场景文本检索旨在从图像画廊中找到包含查询文本的所有图像。当前的努力倾向于采用光学字符识别(OCR)流程,这需要复杂的文本检测和/或识别过程,导致效率低下和灵活性差。与它们不同,在这项工作中,我们提出了对比语言图像预训练(CLIP)无OCR场景文本检索的内在潜力的探索。通过实证分析,我们观察到CLIP作为文本检索器的主要挑战是:1)文本感知范围有限,2)纠缠的视觉语义概念。为此,我们开发了一个名为FDP(关注、区分和提示)的新模型。FDP首先通过将注意力和文本区域对齐来聚焦场景文本,并探索隐藏的文本知识,然后将查询文本分为内容词和功能词进行处理,其中采用语义提示方案和分心的查询帮助模块。大量的实验证明,FDP在提高推理速度的同时,与现有方法的检索准确性相比较,实现了显著的提高。值得注意的是,在IIIT-STR基准上,FDP超过了最先进的模型,速度快了4倍。此外,在短语级别和属性意识的场景文本检索设置中,进一步的实验证实了FDP在处理各种查询文本形式方面的独特优势。源代码将公开发布在https://这个URL上。
https://arxiv.org/abs/2408.00441
More and more end-to-end text spotting methods based on Transformer architecture have demonstrated superior performance. These methods utilize a bipartite graph matching algorithm to perform one-to-one optimal matching between predicted objects and actual objects. However, the instability of bipartite graph matching can lead to inconsistent optimization targets, thereby affecting the training performance of the model. Existing literature applies denoising training to solve the problem of bipartite graph matching instability in object detection tasks. Unfortunately, this denoising training method cannot be directly applied to text spotting tasks, as these tasks need to perform irregular shape detection tasks and more complex text recognition tasks than classification. To address this issue, we propose a novel denoising training method (DNTextSpotter) for arbitrary-shaped text spotting. Specifically, we decompose the queries of the denoising part into noised positional queries and noised content queries. We use the four Bezier control points of the Bezier center curve to generate the noised positional queries. For the noised content queries, considering that the output of the text in a fixed positional order is not conducive to aligning position with content, we employ a masked character sliding method to initialize noised content queries, thereby assisting in the alignment of text content and position. To improve the model's perception of the background, we further utilize an additional loss function for background characters classification in the denoising training part.Although DNTextSpotter is conceptually simple, it outperforms the state-of-the-art methods on four benchmarks (Total-Text, SCUT-CTW1500, ICDAR15, and Inverse-Text), especially yielding an improvement of 11.3% against the best approach in Inverse-Text dataset.

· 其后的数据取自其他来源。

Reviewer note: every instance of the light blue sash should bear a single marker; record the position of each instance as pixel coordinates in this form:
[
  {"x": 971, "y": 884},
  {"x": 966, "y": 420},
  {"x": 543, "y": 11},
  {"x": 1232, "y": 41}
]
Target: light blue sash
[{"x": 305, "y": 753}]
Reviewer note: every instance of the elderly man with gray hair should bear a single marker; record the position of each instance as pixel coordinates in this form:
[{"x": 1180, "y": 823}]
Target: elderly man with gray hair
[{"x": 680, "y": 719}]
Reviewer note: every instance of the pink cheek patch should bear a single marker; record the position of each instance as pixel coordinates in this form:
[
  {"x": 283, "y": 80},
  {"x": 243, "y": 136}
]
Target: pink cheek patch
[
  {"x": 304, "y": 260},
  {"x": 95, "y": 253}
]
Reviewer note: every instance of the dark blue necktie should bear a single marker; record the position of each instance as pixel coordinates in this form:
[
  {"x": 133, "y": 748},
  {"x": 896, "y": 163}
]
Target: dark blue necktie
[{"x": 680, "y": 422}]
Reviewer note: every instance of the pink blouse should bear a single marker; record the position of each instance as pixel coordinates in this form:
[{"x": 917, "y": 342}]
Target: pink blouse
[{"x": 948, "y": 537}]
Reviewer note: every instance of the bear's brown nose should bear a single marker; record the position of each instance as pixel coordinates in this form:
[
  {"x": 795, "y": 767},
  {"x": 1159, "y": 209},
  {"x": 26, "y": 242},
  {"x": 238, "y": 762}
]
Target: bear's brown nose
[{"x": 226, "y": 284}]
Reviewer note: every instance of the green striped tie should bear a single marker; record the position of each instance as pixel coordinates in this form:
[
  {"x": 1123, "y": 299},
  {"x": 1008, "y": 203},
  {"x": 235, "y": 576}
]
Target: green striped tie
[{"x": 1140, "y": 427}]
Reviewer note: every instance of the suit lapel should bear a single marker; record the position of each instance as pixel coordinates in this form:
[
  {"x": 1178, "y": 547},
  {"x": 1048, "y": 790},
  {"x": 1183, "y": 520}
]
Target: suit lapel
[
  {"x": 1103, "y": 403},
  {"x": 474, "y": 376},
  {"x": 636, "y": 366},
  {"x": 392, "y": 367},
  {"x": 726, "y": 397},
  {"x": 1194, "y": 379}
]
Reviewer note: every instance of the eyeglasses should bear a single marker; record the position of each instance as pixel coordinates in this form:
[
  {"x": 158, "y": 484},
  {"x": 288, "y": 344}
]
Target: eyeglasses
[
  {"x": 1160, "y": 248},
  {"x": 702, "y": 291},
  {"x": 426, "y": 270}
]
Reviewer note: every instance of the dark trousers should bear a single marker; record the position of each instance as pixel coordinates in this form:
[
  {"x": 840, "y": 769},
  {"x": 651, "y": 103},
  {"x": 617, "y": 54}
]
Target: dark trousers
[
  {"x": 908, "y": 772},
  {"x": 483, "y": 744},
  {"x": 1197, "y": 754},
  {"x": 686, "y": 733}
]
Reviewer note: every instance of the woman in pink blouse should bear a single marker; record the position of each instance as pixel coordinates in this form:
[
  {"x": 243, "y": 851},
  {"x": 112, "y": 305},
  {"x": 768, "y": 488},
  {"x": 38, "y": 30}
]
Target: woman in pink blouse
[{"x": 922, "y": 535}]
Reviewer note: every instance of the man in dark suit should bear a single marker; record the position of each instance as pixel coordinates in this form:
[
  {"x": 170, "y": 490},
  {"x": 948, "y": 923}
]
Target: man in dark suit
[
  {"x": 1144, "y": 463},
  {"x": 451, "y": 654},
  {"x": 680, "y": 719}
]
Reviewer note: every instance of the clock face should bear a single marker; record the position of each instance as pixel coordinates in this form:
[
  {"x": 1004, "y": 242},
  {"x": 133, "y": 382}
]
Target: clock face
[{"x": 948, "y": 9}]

越来越多的基于Transformer架构的端到端文本检测方法表现出卓越的性能。这些方法利用二分图匹配算法执行预测物体和实际物体的一对一最优匹配。然而,二分图匹配的不稳定性可能导致不一致的优化目标,从而影响模型的训练性能。现有文献在物体检测任务上应用去噪训练来解决二分图匹配不稳定性的问题。然而,这种去噪训练方法无法直接应用于文本检测任务,因为这些任务需要执行不规则形状检测任务和比分类更加复杂的多文本识别任务。为了解决这个问题,我们提出了一个名为DNTextSpotter的新型去噪训练方法(DNTextSpotter)。具体来说,我们将去噪部分的查询分解为噪音位置查询和噪音内容查询。我们使用Bezier曲线中四个贝塞尔控制点生成噪音位置查询。考虑到固定位置的文本输出不利于将位置与内容对齐,我们采用遮罩字符滑动方法初始化噪音内容查询,从而帮助文本内容与位置对齐。为了提高模型对背景的感知,我们还进一步在去噪训练部分应用了背景字符分类的额外损失函数。尽管DNTextSpotter在概念上很简单,但在四个基准测试(Total-Text,SCUT-CTW1500,ICDAR15和Inverse-Text)上的表现超过了最先进的方法,尤其是相对于Inverse-Text数据集的最佳方法提高了11.3%。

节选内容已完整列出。